Fibroblast Growth Factor Receptors (FGFRs) play crucial roles in promoting dendrite growth and branching during development. In mice, three FGFR genes, Fgfr1, Fgfr2, and Fgfr3, remain expressed in the adult neurogenic niche of the hippocampal dentate gyrus. However, the function of FGFRs in the dendritic maturation of adult-born neurons remains largely unexplored. Here, using conditional alleles of Fgfr1, Fgfr2, and Fgfr3 as well as Fgfr1 alleles lacking binding sites for Phospholipase-Cγ (PLCγ) and FGF Receptor Substrate (FRS) proteins, we test the requirement for FGFRs in dendritogenesis of adult-born granule cells.
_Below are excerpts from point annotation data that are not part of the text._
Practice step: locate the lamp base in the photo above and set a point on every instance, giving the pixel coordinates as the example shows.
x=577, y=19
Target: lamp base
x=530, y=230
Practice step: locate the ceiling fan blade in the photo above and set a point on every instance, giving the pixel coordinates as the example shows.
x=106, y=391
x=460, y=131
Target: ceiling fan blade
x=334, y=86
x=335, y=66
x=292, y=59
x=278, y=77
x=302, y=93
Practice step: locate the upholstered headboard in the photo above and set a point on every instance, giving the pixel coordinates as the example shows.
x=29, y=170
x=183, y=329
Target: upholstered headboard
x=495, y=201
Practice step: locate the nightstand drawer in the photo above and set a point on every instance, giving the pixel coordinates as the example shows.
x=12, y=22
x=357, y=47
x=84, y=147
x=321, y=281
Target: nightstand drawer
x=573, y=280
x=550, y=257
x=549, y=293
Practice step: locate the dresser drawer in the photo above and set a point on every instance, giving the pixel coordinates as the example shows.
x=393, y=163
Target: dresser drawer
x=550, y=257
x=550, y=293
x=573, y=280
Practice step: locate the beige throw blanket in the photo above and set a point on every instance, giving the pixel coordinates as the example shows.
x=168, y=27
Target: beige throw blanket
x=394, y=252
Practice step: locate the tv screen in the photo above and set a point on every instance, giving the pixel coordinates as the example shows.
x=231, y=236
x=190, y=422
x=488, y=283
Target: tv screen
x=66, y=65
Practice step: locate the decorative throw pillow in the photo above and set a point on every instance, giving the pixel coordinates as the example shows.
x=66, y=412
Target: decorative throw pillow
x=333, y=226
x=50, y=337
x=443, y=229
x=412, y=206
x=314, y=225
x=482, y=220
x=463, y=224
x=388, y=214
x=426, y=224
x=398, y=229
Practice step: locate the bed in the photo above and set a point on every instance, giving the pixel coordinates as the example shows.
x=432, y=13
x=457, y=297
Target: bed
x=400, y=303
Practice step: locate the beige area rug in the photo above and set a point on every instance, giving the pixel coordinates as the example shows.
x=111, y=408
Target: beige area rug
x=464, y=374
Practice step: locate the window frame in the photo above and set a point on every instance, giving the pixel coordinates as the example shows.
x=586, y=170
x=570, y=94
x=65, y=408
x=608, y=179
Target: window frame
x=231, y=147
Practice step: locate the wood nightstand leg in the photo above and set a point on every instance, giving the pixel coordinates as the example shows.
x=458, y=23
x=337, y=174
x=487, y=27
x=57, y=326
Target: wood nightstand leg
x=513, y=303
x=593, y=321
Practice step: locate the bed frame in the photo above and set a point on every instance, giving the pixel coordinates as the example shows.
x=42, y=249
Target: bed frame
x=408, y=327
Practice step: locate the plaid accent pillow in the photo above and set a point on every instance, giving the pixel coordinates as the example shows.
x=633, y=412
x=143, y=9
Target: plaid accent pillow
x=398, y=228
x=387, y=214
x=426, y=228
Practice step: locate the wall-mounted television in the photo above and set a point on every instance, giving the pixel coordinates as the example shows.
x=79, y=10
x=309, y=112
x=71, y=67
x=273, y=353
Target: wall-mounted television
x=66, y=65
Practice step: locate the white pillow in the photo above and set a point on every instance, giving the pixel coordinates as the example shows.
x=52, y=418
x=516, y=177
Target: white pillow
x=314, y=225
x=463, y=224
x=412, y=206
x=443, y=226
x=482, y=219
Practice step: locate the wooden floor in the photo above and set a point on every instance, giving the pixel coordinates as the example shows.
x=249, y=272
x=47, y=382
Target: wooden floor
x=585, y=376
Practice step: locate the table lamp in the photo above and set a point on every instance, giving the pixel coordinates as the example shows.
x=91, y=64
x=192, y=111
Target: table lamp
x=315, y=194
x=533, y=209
We find that deleting all three receptors results in a small decrease in proximal dendrite elaboration. In contrast, specifically mutating Tyr766 in FGFR1 (a PLCγ binding site) in an Fgfr2;Fgfr3 deficient background results in a dramatic increase of overall dendrite elaboration, while blocking FGFR1-FRS signaling causes proximal dendrite deficits and, to a lesser extent than Tyr766 mutants, increases distal dendrite elaboration. These findings reveal unexpectedly complex roles for FGFRs and their intracellular mediators in regulating proximal and distal dendrite elaboration, with the most notable role in suppressing distal elaboration through the PLCγbinding site.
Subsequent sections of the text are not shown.